かごしま林業大学校

来春開校へ準備
県当初予算案に経費や窓口新設

 県は、「かごしま林業大学校」の来春開校に向けて準備を進めている。開会中の県議会3月定例会に提案している2024年度一般会計当初予算案に開校準備事業費を計上しているほか、環境林務部森林経営課に開設準備班を設置する。林業で即戦力となる人材の育成を目指す。

 同議会代表質問での答弁で塩田康一知事は、林業大学校について「林業の基礎から最先端に至る幅広い知識と技術を兼ね備えた安全意識の高い即戦力となる人材の育成を目指して姶良市の『森の研修館かごしま』と、垂水市の『鹿児島大学農学部付属高隈演習林』を研修実施施設とし、2025年4月の開校に向けて必要な準備を進めている」と説明。

 開校に向けては研修生募集に取り組まなければならない。高校新卒者だけでなくU・Iターン希望者などにも林業や林業大学校の魅力について幅広く周知していく方針。県では今年1月から離島を含めて県内の農林業系学科がある高校など16校に対し、林業大学校の開校時期や研修内容について個別訪問による広報活動を実施している。

 この活動を新年度は県内全ての高校などに対象拡大。個別訪問、県内外で実施される就業ガイダンスへの参加、オープンキャンパス開催による研修生募集のほか、県ホームページやポスターなどを通し情報発信していく。

 研修実施にあたりカリキュラムの編成やサポート体制の構築、研修に必要な資機材の整備も欠かせない。

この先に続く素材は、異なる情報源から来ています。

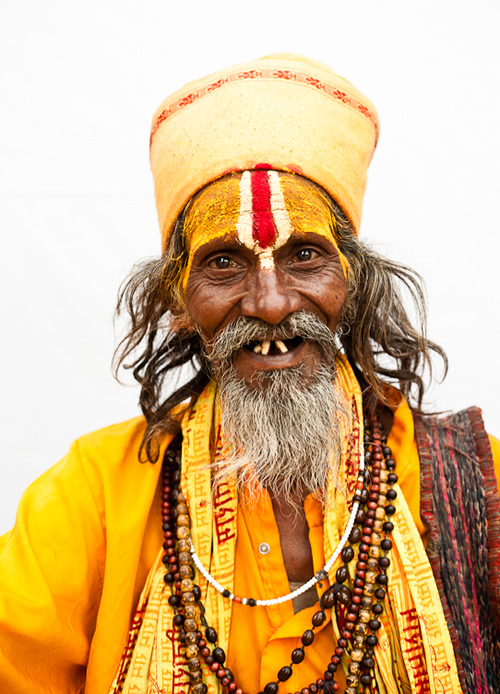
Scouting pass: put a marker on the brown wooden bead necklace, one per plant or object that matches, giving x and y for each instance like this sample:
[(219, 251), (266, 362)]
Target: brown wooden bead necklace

知事の説明によると、カリキュラム編成は昨年10月に策定した林業大学校の設置にかかる基本計画に盛り込まれた森林経営や素材生産など13の研修項目の具体的内容、時間、実施時期などについて現在、鹿大や林業関係団体と協議を進めているという。今後、こうした関係者で構成する運営協議会を設置し、出された意見などを基に年間を通じたカリキュラムを編成していく。

 並行して研修に関するサポート体制も構築する。林業事業体や関係団体、大学、森林管理署、市町村などが一体となるもので、県内各地の主な林業事業体などを個別に訪問し、講師派遣や実習フィールドの確保、高性能林業機械の利用について具体的な協議を進めているという。開校後、研修生が実際に実習で使用するチェーンソーや刈り払い機などの機材、防護服やヘルメット等の装備品など研修の実施に必要な資機材を整備していく。

 開校に向けた準備を円滑に行うため必要な経費として当初予算案に盛り込んでいる金額は4305万3千円(林業大学校開校準備事業)となっている。